Alongside some perennial leaders with new lessons to share, Gartner’s 2013 Supply Chain Top 25 offers three new companies, a growing group of industrials from which to learn, and two newcomers to the top five. The top five includes three from last year – Apple, McDonald’s and Amazon – and two that are new to the top five but have been rising steadily – Intel and Unilever – while the three new companies joining the top 25 this year are Ford, Lenovo and Qualcomm.
Apple tops Gartner’s ranking for a record-breaking sixth year in a row, continuing to outpace everyone else by a wide margin on all five measures used. Apple was ranked number one again by the peer voters, capturing 75% of the highest possible points a company can get across the voting pool.
Numbers two and three switched places this year, with McDonald’s capturing the number two slot and Amazon coming in at number three. This, however, was not reflected in the peer voters’ opinion. Amazon ranked a very close second behind Apple in the peer vote, almost completely closing the opinion gap from previous years and fast gaining on Apple’s voting position.

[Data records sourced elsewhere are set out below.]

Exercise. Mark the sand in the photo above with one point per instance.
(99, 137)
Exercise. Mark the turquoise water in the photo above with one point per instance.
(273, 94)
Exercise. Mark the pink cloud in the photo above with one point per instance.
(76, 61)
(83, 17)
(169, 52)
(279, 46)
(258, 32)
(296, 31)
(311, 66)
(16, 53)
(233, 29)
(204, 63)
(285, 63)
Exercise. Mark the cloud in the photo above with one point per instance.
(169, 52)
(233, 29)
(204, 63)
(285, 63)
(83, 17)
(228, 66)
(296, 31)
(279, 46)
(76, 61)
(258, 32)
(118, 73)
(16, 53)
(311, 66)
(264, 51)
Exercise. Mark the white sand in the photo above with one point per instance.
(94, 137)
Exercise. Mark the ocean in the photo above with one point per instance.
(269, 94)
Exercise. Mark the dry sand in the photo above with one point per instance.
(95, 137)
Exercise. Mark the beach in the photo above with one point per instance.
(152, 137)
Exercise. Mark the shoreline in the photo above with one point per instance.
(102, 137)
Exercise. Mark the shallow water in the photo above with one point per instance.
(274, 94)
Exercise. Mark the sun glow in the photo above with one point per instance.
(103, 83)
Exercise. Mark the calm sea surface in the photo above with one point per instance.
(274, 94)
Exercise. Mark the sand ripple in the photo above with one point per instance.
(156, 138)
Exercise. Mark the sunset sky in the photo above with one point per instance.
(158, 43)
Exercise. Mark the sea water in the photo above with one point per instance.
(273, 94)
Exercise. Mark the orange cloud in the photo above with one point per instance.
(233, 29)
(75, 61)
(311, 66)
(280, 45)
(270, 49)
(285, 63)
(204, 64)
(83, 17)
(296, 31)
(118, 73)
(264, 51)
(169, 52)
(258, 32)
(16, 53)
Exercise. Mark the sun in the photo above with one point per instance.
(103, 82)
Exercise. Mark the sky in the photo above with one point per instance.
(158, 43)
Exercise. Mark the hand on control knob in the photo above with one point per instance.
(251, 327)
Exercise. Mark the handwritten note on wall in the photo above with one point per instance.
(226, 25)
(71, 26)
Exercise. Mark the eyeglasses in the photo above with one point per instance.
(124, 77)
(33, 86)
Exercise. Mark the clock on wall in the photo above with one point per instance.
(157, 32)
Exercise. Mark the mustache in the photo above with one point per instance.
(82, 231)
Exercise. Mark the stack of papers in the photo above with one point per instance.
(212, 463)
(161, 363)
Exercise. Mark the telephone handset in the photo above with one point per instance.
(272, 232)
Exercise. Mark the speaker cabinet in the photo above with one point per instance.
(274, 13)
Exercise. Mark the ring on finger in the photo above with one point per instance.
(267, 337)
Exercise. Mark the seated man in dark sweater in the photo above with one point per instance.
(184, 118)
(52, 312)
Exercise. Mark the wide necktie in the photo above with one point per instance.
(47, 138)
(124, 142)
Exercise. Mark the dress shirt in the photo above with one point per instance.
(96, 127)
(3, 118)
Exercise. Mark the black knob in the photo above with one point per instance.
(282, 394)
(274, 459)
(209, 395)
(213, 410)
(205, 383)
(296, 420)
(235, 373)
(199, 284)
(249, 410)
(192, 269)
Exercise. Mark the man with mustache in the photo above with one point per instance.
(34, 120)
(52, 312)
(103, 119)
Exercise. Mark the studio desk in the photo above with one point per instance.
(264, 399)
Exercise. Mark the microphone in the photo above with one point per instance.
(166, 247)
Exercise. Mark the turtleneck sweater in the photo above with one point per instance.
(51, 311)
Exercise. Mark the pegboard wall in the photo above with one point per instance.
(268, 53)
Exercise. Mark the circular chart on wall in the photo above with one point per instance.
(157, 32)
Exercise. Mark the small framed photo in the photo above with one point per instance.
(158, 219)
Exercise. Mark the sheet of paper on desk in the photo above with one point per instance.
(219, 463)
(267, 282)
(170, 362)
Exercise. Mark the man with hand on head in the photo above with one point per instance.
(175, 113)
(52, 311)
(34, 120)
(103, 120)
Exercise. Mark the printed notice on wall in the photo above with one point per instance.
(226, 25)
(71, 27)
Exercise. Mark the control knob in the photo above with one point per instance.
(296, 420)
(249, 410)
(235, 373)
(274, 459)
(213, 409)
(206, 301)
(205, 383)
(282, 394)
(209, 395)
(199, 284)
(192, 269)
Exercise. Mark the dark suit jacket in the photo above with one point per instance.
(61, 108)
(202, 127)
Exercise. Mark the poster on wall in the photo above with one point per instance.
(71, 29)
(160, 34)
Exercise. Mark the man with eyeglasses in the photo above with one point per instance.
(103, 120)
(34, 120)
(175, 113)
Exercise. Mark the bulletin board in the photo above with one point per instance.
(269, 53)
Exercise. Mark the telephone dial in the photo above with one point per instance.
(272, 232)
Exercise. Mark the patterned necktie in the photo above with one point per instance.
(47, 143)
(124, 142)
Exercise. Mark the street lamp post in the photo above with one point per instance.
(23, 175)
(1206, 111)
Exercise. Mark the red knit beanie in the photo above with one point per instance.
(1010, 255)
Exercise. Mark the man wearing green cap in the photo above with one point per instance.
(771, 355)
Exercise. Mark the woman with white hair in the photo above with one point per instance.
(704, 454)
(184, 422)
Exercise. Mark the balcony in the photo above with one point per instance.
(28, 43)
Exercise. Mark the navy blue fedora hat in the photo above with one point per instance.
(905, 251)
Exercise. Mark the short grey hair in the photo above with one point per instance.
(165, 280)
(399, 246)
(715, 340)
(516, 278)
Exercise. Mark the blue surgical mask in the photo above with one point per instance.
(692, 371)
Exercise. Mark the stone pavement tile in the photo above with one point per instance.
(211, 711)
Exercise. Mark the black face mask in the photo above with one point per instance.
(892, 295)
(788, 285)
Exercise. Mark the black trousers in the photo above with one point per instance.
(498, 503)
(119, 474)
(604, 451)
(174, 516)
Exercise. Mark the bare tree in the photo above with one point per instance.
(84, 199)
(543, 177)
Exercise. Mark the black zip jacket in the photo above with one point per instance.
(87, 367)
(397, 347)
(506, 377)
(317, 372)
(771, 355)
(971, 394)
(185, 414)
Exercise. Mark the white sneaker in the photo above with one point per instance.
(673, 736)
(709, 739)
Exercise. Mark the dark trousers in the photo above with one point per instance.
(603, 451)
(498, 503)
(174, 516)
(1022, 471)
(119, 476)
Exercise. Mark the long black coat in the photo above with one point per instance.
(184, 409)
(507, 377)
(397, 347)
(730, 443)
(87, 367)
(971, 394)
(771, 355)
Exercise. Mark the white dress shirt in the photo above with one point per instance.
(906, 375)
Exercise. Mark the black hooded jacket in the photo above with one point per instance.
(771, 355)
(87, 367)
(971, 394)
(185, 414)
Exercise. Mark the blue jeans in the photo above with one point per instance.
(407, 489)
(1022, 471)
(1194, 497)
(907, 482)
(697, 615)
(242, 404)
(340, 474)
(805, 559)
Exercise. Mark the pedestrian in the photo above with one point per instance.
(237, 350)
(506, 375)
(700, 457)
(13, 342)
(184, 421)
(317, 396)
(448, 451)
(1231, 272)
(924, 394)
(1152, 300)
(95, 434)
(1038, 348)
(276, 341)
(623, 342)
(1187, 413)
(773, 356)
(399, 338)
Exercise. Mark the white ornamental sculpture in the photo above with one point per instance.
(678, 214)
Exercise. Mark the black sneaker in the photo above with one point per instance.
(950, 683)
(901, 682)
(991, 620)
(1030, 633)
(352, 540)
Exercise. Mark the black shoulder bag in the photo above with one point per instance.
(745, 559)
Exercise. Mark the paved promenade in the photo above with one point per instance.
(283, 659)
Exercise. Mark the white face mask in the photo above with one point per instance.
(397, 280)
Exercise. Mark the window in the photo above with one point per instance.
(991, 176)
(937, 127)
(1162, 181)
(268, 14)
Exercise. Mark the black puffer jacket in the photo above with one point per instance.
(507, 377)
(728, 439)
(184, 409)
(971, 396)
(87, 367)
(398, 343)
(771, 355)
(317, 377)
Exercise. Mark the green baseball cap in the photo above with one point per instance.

Many companies are working on building out the foundational components of an end-to-end supply chain across disparate businesses, focusing on improving core supply chain functions, and creating more common processes and systems across them.
More-advanced companies describe a wide range of initiatives that build on the foundation, including end-to-end supply chain segmentation, simplification, cost-to-serve analytics, multitier visibility and supply network optimisation.
“What differentiates the top companies is where they are in the life cycle of these innovations,” says Stan Aronow, research director at Gartner.
“The leaders have gone beyond the theory and are now deploying the capabilities that others are just starting to consider. In doing so, they are finding new and creative ways to use these capabilities, exploring synergies and opportunities they hadn’t necessarily anticipated in advance.
“Leaders are discovering that the combination of capabilities they are now implementing brings them to a new frontier of performance, and affords them an entirely new toolbox with which they can orchestrate the optimisation of their business and leap ahead of the competition.”
Against a backdrop of slow growth, many companies might have been expected to retrench and slip back to focusing their supply chains solely and exclusively on delivering cost reductions and efficiency gains to corporate bottom lines. Instead, in 2013, leaders are embracing a new imperative for growth, realising they have to get smarter about how they do it.
“At leading companies in diverse industries, the supply chain organisation is no longer narrowly focused on driving efficiencies and cost cutting; it sees itself, and is seen by its CEO, as a growth enabler,” says Hofman.
“Part of ‘getting smarter’ about growth is partnership across the business.
“Leading high-tech and consumer product companies, for instance, are approaching new markets with cross-functional teams that include sales, marketing, operations and IT to holistically design a synchronised entry strategy: starting with the customer and designing the right product, pricing, margin targets, service levels, and supply chain network design and tradeoffs that will all work together to achieve the goal.”
Acquiring, developing and retaining supply chain talent continues to be a major focus area for companies, and Gartner continues to publish extensive research in this area.
Companies are investing time and resources in expanded university relationships, rotational programmes, enhanced career progression planning specific to supply chain, multichannel learning options, supply chain certification programs, supply chain leadership development, and others.
“Leading supply chain organisations are going beyond specific talent initiatives to look at the fundamentals of motivation in their supply chain teams,” says Aronow.
“For them it’s about engaging hearts, not just minds; it’s about igniting passion and excitement for the work, not just compliance. These organisations use terms such as wanting to be a ‘destination company,’ or an ’employer of choice’ in supply chain. They’re finding ways to connect individual activity not only to their corporate goals, but to a larger aspirational goal.”